91.Protecting at least 30 per cent of the world’s oceans by 2030 is supported by conservation bodies as the necessary level of preservation to support healthy marine biodiversity and avoid the worst effects of climate change. Witnesses such as Will McCallum, Head of Oceans at Greenpeace suggested that it cannot be any 30 per cent of ocean, it must be a network of ecologically representative MPAs, including the deep sea:
the crucial thing is that that is not 30% of random ocean. That is 30% that is representative of the oceans’ ecosystems … We want to find and identify those ecosystems that are refugia, that are facing the greatest threats and that is where we start to build up.
Professor Mills from the University of Southampton considered that there was not enough evidence to support a 30 per cent target and Professor Boyd suspected that it was not based on evidence. He later clarified that an MPA network with a range of protection levels (including highly protected areas) has good foundations in scientific evidence, however, the basis for a 30 per cent target consisting solely of no-take zones is more limited.
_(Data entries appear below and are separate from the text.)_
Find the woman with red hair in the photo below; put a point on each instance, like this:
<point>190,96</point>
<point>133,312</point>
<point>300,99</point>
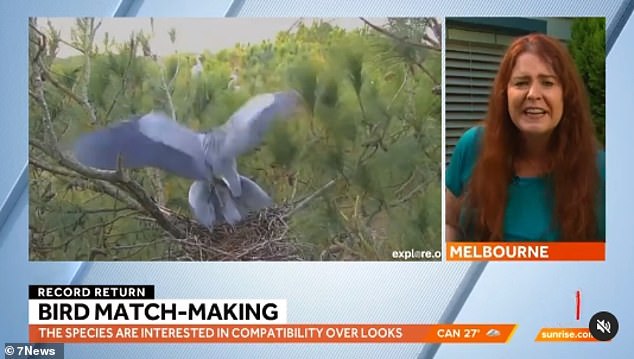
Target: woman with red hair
<point>533,171</point>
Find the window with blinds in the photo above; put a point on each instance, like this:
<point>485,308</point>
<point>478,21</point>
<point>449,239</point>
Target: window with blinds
<point>471,62</point>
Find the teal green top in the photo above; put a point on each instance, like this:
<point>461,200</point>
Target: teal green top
<point>529,208</point>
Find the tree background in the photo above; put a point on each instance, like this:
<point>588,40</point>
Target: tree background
<point>587,47</point>
<point>366,151</point>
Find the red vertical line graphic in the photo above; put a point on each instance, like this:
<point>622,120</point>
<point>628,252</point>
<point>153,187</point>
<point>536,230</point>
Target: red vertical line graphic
<point>578,306</point>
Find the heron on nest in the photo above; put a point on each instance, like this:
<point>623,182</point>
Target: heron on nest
<point>219,193</point>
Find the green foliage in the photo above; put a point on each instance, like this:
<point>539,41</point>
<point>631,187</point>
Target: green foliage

92.According to the Marine Conservation Institute only 3.7 per cent of the world’s oceans are protected in implemented and actively managed MPAs, and approximately two per cent is strongly protected in no-take marine reserves. Given what we had heard throughout the inquiry about the level of management and enforcement of UK MPAs around the world, we asked Lord Ahmad what level of support the Government will provide towards international enforcement of these new global MPAs. He responded:
I have just returned from the Our Ocean conference in Indonesia and [the 30 per cent target] was a commitment we made. If you look at the British example—and it is important on the world stage to also reflect domestically on what has been achieved—24% of our coastal areas are now designated MPAs and we are totally committed to the target of MPAs being created across 30% of the coastlines by 2030. That is a statement we have made at an international conference and will be reflective of the international strategy that we are currently working on.
93.The UK Government has been a strong driver in creating an MPA in the Southern Ocean. The Weddell Sea is a deep bay of around 2.8 million square kilometres of the Antarctic coastline that contains the Weddell Gyre, a unique circulation of ocean currents that protects unique habitats and species from human impact, climate change and solidification. There is a proposal to protect an area of around 1.8 million square kilometres of the sea which would be the world’s largest marine protected area.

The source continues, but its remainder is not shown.